Maybe I am a bit "militant" about it right now as I just helped get a friend OUT of the hospital and into home hospice. She just passed away a day ago. Last week I had to sleep several nights at the hospital because "hospital policy" endangered her. Sometimes "routine" can hamper a pt's recovery. As a student nurse I am also becomming rapidly wary of many nurses being unwilling to call a doctor when needed, to change orders.... or still letting a pt. sit for 1.5 hours in feces.... Grrrrr..... Sorry (a bit) for the rant!
Kristi
Originally posted by EastCoastNow there's strong nursing management!! Was the NM a smoker or just someone who wanted to get a whining patient out of her hair? Maybe the NM should accompany the patient outside.

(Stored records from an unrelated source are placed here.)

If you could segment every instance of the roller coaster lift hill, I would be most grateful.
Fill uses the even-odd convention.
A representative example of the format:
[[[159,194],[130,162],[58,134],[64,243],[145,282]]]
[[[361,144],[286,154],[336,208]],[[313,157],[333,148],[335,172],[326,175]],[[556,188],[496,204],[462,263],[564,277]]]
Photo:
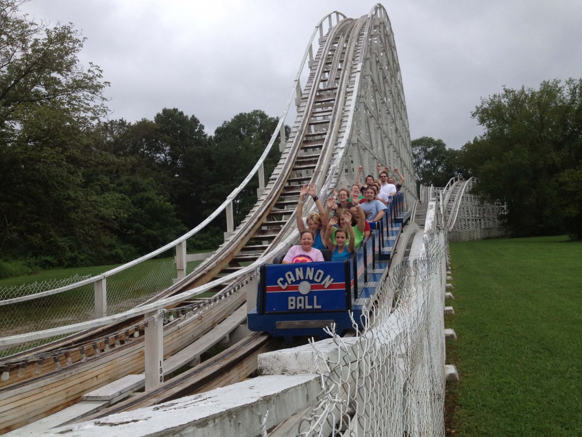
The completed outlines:
[[[249,329],[287,342],[294,337],[324,337],[323,329],[333,323],[339,334],[356,326],[361,329],[361,316],[368,315],[388,277],[398,238],[410,218],[404,205],[404,193],[399,193],[378,228],[349,259],[261,265]]]

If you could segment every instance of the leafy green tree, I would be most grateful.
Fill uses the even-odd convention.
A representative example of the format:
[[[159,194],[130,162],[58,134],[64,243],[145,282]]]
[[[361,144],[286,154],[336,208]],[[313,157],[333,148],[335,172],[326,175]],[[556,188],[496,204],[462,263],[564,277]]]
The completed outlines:
[[[98,67],[81,65],[72,25],[36,23],[20,4],[0,0],[0,252],[72,265],[83,249],[107,245],[91,227],[83,172],[107,83]]]
[[[411,145],[417,184],[443,187],[451,178],[462,175],[459,151],[448,149],[442,140],[423,136],[413,140]]]
[[[480,178],[480,193],[507,202],[513,234],[582,237],[582,79],[504,88],[472,115],[485,132],[463,147],[460,162]]]

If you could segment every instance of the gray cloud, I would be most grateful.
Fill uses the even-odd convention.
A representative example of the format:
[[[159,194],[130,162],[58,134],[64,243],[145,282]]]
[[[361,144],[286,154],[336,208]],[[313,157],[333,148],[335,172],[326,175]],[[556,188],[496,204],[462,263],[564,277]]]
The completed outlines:
[[[482,132],[481,97],[544,80],[579,78],[579,0],[384,3],[394,30],[413,139],[459,147]],[[241,112],[282,112],[306,46],[333,10],[373,3],[308,0],[32,0],[37,19],[74,23],[80,55],[104,70],[112,118],[151,119],[164,107],[196,115],[208,133]]]

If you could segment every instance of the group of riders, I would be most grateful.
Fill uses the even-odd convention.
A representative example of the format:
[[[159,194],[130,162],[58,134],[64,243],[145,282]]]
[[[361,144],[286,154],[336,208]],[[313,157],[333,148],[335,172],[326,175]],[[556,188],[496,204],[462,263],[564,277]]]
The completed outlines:
[[[398,168],[394,169],[395,174],[400,178],[396,184],[394,178],[388,175],[388,167],[382,168],[379,164],[377,167],[378,180],[368,174],[362,184],[360,175],[363,167],[359,167],[351,190],[341,188],[338,192],[334,189],[333,196],[326,200],[325,206],[317,196],[314,184],[301,187],[296,212],[300,244],[289,250],[282,263],[324,261],[322,251],[331,253],[331,260],[339,261],[348,259],[357,250],[364,238],[370,235],[371,230],[375,228],[376,223],[384,216],[392,197],[404,182]],[[308,195],[313,199],[318,212],[307,214],[306,226],[303,218],[303,202]]]

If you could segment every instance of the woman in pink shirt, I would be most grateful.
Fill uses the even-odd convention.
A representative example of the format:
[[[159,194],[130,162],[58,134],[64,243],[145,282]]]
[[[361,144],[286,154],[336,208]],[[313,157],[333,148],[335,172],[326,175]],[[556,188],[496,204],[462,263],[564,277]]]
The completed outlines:
[[[301,233],[301,244],[293,246],[287,252],[281,264],[293,263],[310,263],[324,261],[321,251],[313,247],[313,234],[311,231]]]

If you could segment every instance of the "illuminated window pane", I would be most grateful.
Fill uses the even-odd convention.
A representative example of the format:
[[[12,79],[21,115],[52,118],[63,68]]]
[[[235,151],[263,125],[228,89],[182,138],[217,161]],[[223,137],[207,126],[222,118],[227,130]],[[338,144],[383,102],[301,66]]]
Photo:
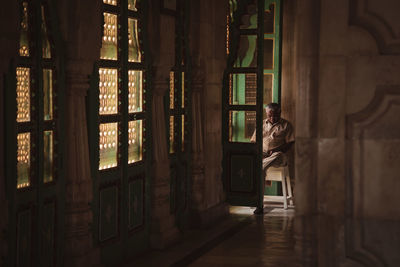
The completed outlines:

The NM just wanted the patient to stay and be TX or he was going to lose his arm. Personally I don't thing patients should smoke while in the hospital ( I am not going to stop them) but they always seem to let some and then not others.I do not have time to step out with a patient or want to. My concern is at a prior staff meeting this same NM stated that if we were medicating a pt for pain and let them go ouside to smoke and that pt. fell then it was our licence and he was not going to stand behind us......This week, it was ok to send a medicated patient outside. So where did that leave me if the patient did fall or was doing heroin while he was unsupervised?
LydiaGreen
358 Posts
We have an outdoor smoking area at our hospital (where I do clinical placement and will be working after graduation). It is for visitors, staff and patients. Staff does NOT accompany clients who wish to smoke outdoors. If they are able to go on their own, fine... if not, family members must take them. We are not responsible for what happens to them when they are outside smoking. It does become an issue when trying to give meds, get tests done, etc. If a med is late, or a test not done, we document that the client was outside smoking so the MD knows WHY.
Hospitalization is stressful enough without FORCING someone to quit. A person will not quit until they are ready, there is no point in taking away their right to do as they wish.
On a personal note, I am a smoker. Keep thinking I should quit, especially with all of the palliative lung CA's I've seen. I do NOT smoke in my home... this is my addiction not my children's and I do not impose the risks upon them. As for nurses taking smoke breaks... none of the smoking nurses at "my" hospital take anymore breaks than the non-smoking nurses. As all of you know, you are lucky to even get your break. And what a person does on their break, is their business.